Brazil dam disaster ‘inevitable’ due to poor safety standards, say officials

Chief prosecutor says there are ‘culprits’ in mining-dam rupture that killed at least 37

An aerial view over mud and waste from the disaster caused by dam spill in Brumadinho. Photogrpah: EPA/Antonio Lacerda

An aerial view over mud and waste from the disaster caused by dam spill in Brumadinho. Photogrpah: EPA/Antonio Lacerda

 

A second mining disaster in just three years involving the same company has provoked widespread fury in Brazil as evidence emerged that engineers had expressed concerns about a dam that ruptured on Friday engulfing hundreds of people in a torrent of mud.

Rescuers said 37 people were confirmed dead and more than 250 are still missing at the Brumadinho mine in Minas Gerais state which is owned by mining giant Vale.

Worker installations including a restaurant, busy for lunchtime, and small villages below the dam were engulfed by iron ore waste after it ceded on Friday afternoon.

Rescue and recovery efforts at the scene had to be suspended early on Sunday amidst concerns another dam at the mine might rupture.

A similar dam at a mine in Mariana in the same state, and co-owned by Vale, collapsed in 2015 killing 19 people and causing one of Brazil’s worst-ever environmental disaster as a river of highly contaminated sludge devastated a 650km (403 miles) stretch of the Doce river before reaching the Atlantic.

‘Everything was shaking and I saw huge trees and people disappearing under the mud,’ said Emerson dos Santos, 30, who sits on the roof of his family home to protect what is left from looters at the mud-hit area a day after the dam collapse. Photograph: Mauro Pimentel/AFP/Getty Images
‘Everything was shaking and I saw huge trees and people disappearing under the mud,’ said Emerson dos Santos, 30, who sits on the roof of his family home to protect what is left from looters at the mud-hit area a day after the dam collapse. Photograph: Mauro Pimentel/AFP/Getty Images

Raquel Dodge, prosecutor general of Brazil, quickly assembled a task force to investigate the disaster and said on Saturday that “there is definitely a culprit or more than one culprit” for the disaster and that authorities had to hold the companies involved responsible.

She said the mineral-rich state of Minas Gerais alone had 700 similar dams at mines that would now need to be checked.

Prosecutors who investigated the Mariana disaster said that Friday’s tragedy was almost inevitable, as little had been done to improve safety at the state’s mines in the last three years.

Satellite images show an area northeast of Brumadinho, in June, 2018, top, and below, on Saturday, January 26th, 2019, after the dam burst and the area was flooded with mud.
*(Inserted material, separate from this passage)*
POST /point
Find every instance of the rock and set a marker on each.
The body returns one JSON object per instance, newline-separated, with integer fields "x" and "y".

Photograph: DigitalGlobe, a Maxar company/AP
Satellite images show an area northeast of Brumadinho, in June, 2018, top, and below, on Saturday, January 26th, 2019, after the dam burst and the area was flooded with mud. Photograph: DigitalGlobe, a Maxar company/AP

There is also rising public anger after claims that efforts to toughen safety codes at mines in Minas following the 2015 disaster were successfully watered down after a lobbying effort mounted by mining companies.

A proposal that had the backing of the country’s federal prosecution service and its environmental regulator was voted down last year in the state assembly.

João Vitor Xavier, the state deputy behind the measure, blamed intense lobbying by the mining sector for its defeat.

“They prefer to raise the margin of profit to the margin of security,” he said.

After flying over the scene of the disaster on Saturday, Brazil’s new president Jair Bolsonaro took to Twitter to say his government would do all it could to prevent new tragedies like Mariana and Brumadinho.

During last year’s campaign he virulently attacked Brazil’s environmental regulator accusing it of holding back the country’s economy and promised to liberalise laws to allow companies like Vale to push deeper into the Amazon rainforest.